Boselli is also a founding partner in IF Marketing with friends and former teammates Jeff Novak and Will Furrer. The marketing and advertising firm, with offices in Georgetown, Texas and Jacksonville, Florida, was originally called Intra Focus marketing & advertising.

== Executive career ==

=== Jacksonville Jaguars ===
On February 3, 2025, Boselli was hired as the executive vice president of football operations for the Jaguars.

==Personal life==
Since 2005, Boselli has lived in Ponte Vedra Beach, Florida with his wife, Angi and their five children, Andrew, Adam, Ashli, Alexis, and Ansli. Boselli has lost a significant amount of weight and now participates in triathlons.

Boselli's son Andrew received an athletic scholarship to attend Florida State University, and played for the Florida State Seminoles football team. While Adam played tight end collegiately for Florida Atlantic.

==Sports broadcasting==
In 2007, Boselli was hired as a color commentator on regional NFL telecasts for Fox, teaming with Ron Pitts. In his rookie season as a televised commentator, Boselli drew praise as one of the best in the business. From 2009 to 2012, he worked as a game analyst and sideline reporter for Westwood One's coverage of the NFL. Beginning in 2013, he joined the Jacksonville Jaguars radio play by play team.
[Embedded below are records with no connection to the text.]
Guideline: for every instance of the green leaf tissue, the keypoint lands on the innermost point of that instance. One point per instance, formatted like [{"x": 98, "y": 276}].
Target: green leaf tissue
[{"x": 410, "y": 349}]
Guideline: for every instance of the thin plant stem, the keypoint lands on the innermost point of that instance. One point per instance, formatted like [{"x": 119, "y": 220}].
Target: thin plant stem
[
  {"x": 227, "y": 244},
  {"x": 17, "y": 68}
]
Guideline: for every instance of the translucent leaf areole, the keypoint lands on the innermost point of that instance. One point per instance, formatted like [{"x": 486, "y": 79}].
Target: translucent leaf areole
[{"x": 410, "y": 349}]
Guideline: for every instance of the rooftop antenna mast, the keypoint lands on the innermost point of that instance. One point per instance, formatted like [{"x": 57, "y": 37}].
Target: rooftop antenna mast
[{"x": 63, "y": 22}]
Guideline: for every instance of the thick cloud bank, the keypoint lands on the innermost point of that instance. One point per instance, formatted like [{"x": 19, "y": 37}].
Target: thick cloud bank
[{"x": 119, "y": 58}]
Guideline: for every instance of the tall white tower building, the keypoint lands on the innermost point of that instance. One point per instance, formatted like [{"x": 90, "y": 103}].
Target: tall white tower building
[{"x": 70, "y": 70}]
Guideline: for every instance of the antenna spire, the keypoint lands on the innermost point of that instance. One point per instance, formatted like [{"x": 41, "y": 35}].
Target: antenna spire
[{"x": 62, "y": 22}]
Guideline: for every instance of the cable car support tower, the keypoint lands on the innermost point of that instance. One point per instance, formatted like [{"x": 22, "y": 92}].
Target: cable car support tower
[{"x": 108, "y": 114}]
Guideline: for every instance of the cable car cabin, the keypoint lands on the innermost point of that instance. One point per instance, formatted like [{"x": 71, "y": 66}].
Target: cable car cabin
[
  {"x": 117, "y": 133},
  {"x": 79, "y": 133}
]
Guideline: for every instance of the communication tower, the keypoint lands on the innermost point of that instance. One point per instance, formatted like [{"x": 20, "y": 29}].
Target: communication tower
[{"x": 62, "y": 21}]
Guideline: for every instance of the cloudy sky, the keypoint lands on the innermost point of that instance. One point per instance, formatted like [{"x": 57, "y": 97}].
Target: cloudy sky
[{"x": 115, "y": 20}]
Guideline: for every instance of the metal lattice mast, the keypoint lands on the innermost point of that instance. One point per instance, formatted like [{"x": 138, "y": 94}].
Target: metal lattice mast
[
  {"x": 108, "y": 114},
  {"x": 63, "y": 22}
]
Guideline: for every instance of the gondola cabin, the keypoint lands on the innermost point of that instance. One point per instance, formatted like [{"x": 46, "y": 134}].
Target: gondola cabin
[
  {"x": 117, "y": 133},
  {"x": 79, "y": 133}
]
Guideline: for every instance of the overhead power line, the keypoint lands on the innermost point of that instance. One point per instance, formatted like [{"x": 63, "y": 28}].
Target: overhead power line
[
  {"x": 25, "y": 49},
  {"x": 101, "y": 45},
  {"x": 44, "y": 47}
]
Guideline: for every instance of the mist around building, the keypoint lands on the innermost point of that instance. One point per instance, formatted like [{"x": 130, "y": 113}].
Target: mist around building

Boselli was a former co-host on 1010 XL with Dan Hicken and Jeff Prosser each morning from 6–10 am on Sports Final Radio. He still appears part-time as a call-in guest.

Boselli was interviewed for an episode of NFL's Greatest Games which aired on ESPN2.

==Charity==
Boselli and his wife created the Boselli Foundation in 1995 in Jacksonville to work with at-risk youth, and help them to cultivate high self-esteem and to succeed at home, at school, and at play. Beginning in 2007, he has spent substantial time working on projects with the foundation. He overcame opposition from local politicians when the Boselli Foundation proposed renovating and reopening a closed community center.